I usually sit at an internal cube, sheltered from direct exposure to the outside world. But last Tuesday, I realized that, with my supervisor and colleague both away, I ought as well undertake my routine desk work at their desks, with their associated expansive views west down Howard Street and north over across the cityscape. It was 11:45 by the time I got fully situated. At noon I happened to look up into a murky day of blue rain and heavy clouds, spring showers and squalls lashing the window at the whim of the wind....
Then I heard the sirens. Oh yes, Tuesday, noon. Sirens. Every week. But this time it was different - I really noticed them. My mind flashed back to those ads I’ve been seeing lately on the busses: ears to the left and right, listening to a black background with a clock in the center. “The Tuesday Noon Siren. (Move over, foghorns. Safety has a new sound.)” They’ve always blown civil defense sirens at noon on Tuesdays, as long as I can remember - a weekly warning warmup that almost seemed comforting in its regularity and soft keening call. It was like the bellow of a she-bear to her cubs, an invitation home for cocoa and shelter - be it a defensible treestump, or radiation pills. But the ads had alerted me - there was a new siren in town. And I was right next to the windows, not squirreled away in the rabbitwarren. And that mutha was heavy.
The siren struck as I was already looking out down Howard Street, the brake lights and headlights, business marquees and billboards all peering dimly back at me through the rain. The sound was intense, immense - a single rising wail that seemed to come from deep below the ground and rapidly, inexorably, rose in the air all around my building, all around me, till it reached an anguished alto beyond which both my heart and ears would start to bleed - and then, just as rapidly, ebbed away, dropping in volume and pitch till it extinguished itself in the sodden pavement, disappearing entirely within just a few seconds of its beginning.
One call of the siren, and it was over.

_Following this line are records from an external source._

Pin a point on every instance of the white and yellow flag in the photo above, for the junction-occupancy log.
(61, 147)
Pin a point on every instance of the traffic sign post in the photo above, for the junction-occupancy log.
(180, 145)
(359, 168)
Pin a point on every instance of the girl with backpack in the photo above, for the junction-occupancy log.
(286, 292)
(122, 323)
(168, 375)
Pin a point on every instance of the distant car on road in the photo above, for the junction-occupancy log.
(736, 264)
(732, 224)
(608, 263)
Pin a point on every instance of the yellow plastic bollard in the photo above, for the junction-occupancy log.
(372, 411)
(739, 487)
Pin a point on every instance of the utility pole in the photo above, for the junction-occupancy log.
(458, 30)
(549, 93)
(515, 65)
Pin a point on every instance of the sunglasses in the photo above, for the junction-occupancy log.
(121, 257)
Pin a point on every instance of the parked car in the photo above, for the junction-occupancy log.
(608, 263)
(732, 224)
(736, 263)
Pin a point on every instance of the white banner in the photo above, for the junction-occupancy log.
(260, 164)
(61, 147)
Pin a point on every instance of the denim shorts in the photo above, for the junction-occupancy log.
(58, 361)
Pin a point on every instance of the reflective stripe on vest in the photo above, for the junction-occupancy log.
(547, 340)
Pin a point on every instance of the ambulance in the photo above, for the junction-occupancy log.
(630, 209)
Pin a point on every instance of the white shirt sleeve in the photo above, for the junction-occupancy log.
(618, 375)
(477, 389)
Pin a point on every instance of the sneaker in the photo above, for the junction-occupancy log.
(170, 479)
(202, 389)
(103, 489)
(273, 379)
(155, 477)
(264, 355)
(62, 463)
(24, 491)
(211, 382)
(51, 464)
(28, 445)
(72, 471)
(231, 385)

The city seemed not even to have noticed it; all went on as it usually did. But, having heard it myself, loudly and clearly, I felt as if I’d lost something with spiritual value, in exchange for a useful but soulless tool. The old foghorn of attentiveness had been replaced with the klaxxon of outraged anxiety. It certainly fulfilled its primary goal of heightened awareness, and did so with chilling efficiency - but had replaced a warm beacon of safety with a yawning auditory emptiness, a sound that evoked an existential crisis. I couldn’t tell, as I looked out over the apathetic city, if the siren was warning me of something that was coming, or something that was already here.
Random business name from Richmond or Albany, CA: Naral, Div.